Rabbits that drank distilled water did not develop an animal version of Alzheimer’s disease, but when ordinary tap water containing copper was given to them, they did, said Dr. Larry Sparks of Sun Health Research Institute in Sun City, Arizona, who led the study.
"Copper is an essential nutrient but has also been implicated as an important factor in Alzheimer’s disease," Sparks and Bernard Schreurs of West Virginia University wrote in their study, published in the Proceedings of the National Academy of Sciences.

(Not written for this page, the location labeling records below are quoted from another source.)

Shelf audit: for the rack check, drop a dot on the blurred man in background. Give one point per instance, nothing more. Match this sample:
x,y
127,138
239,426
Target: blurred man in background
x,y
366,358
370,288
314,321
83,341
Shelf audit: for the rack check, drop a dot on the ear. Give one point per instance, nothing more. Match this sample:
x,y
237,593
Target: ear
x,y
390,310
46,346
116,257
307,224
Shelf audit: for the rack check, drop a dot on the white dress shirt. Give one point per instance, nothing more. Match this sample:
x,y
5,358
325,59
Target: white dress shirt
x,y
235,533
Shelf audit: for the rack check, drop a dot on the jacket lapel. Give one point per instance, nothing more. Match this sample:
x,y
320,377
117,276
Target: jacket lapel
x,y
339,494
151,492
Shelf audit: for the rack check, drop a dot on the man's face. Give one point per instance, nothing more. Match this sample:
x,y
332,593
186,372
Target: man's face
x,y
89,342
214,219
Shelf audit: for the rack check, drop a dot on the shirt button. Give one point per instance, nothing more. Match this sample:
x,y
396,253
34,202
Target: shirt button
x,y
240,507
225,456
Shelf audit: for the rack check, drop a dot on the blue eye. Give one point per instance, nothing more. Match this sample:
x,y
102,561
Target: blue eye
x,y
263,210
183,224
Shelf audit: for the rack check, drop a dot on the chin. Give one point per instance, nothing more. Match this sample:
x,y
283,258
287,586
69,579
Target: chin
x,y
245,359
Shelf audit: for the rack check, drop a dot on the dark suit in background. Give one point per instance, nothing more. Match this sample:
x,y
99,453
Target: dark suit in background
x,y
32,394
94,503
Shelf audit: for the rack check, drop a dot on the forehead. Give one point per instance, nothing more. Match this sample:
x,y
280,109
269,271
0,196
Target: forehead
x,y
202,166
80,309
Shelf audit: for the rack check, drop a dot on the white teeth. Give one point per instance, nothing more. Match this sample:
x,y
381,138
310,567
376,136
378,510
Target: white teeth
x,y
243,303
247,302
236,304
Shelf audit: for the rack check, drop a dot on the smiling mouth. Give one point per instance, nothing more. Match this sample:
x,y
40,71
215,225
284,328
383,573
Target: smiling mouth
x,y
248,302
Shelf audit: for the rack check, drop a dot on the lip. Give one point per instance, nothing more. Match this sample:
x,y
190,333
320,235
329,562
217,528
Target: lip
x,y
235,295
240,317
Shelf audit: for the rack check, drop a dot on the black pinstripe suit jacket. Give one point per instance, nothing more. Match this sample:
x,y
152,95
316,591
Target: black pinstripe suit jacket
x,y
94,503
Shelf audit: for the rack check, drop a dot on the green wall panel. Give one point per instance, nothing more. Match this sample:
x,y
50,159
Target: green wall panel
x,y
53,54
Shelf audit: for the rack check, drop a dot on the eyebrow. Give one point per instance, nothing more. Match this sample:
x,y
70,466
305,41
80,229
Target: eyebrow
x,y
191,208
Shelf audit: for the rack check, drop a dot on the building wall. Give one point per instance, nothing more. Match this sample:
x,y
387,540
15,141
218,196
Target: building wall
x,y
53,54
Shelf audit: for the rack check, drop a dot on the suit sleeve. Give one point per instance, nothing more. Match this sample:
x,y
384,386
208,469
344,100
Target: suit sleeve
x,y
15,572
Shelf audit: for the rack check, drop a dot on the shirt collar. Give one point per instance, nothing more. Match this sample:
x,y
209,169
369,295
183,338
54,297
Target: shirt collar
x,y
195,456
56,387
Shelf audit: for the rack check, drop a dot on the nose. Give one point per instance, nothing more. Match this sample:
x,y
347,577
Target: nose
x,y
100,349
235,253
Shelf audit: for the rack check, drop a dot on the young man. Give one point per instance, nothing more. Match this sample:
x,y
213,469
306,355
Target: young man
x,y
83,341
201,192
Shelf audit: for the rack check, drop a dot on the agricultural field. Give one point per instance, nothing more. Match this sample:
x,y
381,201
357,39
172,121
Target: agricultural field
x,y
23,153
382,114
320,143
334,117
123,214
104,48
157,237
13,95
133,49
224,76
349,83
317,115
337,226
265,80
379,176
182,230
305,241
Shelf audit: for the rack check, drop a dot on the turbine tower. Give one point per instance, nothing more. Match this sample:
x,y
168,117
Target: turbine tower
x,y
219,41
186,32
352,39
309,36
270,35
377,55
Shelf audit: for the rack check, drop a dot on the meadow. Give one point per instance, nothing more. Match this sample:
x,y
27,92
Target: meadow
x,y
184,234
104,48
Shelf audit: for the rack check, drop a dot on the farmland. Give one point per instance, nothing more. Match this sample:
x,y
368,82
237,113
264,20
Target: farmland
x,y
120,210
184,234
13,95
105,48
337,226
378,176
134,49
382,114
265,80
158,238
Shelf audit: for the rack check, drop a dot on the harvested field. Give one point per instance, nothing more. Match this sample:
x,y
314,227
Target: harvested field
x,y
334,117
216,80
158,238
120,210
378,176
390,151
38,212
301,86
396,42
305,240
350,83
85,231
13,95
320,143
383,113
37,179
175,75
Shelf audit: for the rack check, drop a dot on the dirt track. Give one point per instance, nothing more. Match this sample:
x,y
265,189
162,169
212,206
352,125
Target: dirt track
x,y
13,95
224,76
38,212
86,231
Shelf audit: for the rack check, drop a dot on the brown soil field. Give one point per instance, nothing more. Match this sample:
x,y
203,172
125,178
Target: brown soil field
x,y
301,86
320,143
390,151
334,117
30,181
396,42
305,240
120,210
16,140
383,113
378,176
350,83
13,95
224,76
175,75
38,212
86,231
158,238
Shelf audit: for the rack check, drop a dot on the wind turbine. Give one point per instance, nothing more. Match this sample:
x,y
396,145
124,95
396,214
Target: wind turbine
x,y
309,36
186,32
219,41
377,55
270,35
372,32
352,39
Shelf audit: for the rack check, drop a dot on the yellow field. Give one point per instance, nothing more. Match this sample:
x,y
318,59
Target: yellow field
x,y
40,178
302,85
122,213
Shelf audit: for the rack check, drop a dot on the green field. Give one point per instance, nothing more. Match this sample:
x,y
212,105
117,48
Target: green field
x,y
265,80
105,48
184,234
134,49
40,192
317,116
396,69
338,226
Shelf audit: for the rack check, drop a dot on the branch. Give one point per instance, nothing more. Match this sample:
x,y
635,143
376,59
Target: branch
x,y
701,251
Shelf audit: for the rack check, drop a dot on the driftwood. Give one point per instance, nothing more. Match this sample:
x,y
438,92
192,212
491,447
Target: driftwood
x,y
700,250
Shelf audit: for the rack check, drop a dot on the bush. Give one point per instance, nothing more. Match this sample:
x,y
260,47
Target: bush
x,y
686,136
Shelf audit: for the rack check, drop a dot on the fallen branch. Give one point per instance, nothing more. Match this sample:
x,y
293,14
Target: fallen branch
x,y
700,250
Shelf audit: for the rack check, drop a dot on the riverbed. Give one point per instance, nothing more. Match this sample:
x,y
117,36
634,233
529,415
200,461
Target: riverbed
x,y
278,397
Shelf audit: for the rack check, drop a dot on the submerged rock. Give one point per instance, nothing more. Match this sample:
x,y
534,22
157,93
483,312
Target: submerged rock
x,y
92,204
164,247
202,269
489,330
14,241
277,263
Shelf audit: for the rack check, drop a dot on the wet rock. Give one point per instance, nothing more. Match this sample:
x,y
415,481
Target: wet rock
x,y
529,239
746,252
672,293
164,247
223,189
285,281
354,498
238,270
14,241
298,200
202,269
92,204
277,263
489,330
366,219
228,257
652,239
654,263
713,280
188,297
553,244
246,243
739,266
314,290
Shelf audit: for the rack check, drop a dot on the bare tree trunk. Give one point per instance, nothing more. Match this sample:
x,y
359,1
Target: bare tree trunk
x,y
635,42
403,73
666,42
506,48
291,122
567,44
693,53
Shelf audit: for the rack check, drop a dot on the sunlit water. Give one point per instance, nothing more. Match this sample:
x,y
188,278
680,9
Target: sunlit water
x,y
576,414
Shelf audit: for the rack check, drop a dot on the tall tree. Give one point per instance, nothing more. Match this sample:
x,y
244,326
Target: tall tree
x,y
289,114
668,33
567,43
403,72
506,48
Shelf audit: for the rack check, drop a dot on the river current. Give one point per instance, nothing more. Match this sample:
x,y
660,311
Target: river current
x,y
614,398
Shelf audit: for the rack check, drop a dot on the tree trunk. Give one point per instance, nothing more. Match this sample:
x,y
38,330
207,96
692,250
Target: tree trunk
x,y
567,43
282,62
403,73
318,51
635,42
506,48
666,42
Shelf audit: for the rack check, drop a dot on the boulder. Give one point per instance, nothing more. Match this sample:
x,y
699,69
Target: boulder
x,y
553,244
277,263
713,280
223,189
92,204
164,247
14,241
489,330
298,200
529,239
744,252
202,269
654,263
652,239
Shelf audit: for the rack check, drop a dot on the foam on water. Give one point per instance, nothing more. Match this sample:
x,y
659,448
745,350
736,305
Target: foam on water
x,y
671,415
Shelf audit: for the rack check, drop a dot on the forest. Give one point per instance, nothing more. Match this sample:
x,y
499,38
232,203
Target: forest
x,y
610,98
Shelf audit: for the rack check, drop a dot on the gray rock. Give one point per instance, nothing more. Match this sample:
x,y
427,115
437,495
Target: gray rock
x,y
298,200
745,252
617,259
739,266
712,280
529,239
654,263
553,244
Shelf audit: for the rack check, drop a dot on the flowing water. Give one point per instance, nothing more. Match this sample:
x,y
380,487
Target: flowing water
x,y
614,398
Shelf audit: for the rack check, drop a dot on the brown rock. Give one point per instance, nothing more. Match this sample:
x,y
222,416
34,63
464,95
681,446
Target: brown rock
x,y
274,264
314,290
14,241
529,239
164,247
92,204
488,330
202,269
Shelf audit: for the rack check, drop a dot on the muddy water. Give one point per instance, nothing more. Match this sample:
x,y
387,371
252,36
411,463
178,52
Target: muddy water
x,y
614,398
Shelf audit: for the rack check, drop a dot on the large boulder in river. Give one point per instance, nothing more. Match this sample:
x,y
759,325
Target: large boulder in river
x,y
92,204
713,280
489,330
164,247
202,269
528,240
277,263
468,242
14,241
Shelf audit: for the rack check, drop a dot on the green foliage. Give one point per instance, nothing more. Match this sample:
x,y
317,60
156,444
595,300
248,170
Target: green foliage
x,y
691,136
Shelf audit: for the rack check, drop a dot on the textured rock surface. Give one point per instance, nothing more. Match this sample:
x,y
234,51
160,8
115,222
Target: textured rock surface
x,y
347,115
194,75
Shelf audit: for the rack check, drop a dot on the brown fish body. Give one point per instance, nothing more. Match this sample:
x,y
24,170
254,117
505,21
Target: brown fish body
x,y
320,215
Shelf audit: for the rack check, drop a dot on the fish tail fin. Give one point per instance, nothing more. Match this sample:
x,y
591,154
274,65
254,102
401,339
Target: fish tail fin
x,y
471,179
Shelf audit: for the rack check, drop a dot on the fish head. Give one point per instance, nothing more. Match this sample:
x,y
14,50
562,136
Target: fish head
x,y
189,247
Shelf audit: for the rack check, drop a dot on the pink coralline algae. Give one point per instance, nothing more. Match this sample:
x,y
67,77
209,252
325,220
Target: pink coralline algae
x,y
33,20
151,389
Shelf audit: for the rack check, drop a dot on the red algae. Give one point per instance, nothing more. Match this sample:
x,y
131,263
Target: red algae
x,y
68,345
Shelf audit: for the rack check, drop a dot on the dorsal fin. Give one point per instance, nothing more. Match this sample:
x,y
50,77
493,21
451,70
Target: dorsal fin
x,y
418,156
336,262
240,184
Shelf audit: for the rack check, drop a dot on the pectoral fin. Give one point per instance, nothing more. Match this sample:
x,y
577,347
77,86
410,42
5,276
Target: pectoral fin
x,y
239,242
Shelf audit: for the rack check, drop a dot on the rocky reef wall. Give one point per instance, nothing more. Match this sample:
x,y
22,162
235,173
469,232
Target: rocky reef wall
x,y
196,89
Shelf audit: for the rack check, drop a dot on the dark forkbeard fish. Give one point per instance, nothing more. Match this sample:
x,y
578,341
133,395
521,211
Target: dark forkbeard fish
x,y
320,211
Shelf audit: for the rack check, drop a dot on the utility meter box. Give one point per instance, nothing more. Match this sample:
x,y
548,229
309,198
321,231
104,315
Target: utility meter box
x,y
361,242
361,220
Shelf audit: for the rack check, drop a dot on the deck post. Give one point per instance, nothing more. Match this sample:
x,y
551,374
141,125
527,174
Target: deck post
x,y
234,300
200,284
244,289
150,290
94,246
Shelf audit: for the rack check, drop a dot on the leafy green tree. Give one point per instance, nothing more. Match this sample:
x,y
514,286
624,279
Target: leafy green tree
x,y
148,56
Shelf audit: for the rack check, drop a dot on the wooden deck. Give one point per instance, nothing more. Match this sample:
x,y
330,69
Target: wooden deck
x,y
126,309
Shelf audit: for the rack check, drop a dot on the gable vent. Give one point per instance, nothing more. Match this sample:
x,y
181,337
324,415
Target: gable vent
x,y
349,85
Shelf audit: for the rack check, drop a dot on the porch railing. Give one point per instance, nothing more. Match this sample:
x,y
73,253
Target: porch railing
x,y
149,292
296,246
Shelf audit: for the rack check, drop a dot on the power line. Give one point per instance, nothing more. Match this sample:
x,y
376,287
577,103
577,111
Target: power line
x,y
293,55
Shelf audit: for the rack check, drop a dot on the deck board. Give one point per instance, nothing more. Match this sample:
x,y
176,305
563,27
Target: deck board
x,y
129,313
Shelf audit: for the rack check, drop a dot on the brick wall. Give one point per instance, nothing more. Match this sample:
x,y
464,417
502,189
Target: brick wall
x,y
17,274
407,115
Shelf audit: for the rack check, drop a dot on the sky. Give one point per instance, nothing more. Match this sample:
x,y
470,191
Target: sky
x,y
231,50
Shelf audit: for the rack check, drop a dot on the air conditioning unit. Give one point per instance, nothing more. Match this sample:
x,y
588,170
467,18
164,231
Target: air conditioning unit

"This is something we need to investigate," Sparks said in a telephone interview.
The U.S. Environmental Protection Agency has a maximum contaminant level goal for copper in drinking water of 1.3 parts per million.
Levels in the rabbits’ drinking water were well below that. "We are working at one-tenth that," Sparks said.
Sparks said his work was done in a rabbit model of Alzheimer’s. The rabbits develop symptoms and physical signs of Alzheimer’s when fed a high-cholesterol diet.
But he believes that copper somehow interferes with the body’s ability to clear out the amyloid-beta protein that is an important component of the senile plaques that clog up the brain of an Alzheimer’s patient.
"If there is no copper in the water then the amyloid beta is shuttled to the blood for clearance," he said.
It turns out the rabbits there were given distilled water, while all the other research animals Sparks had worked with got tap water.
He analyzed the tap water from previous labs and found it contained copper. When the rabbits at Sun Health were fed tap water, they also developed Alzheimer’s symptoms.
When Sparks added copper to the distilled water and gave the rabbits cholesterol, they also developed Alzheimer’s-like symptoms and brain lesions.
This does not mean that copper pipes are bad, Sparks said.
"Metal pipes are inert. I could throw a penny in a gallon of water and get no copper into the water," he said.
But acid in the water can cause copper to leach out.
Sparks checked for zinc, aluminum, iron and other metals and did not find them consistently in the drinking water his experimental rabbits were given.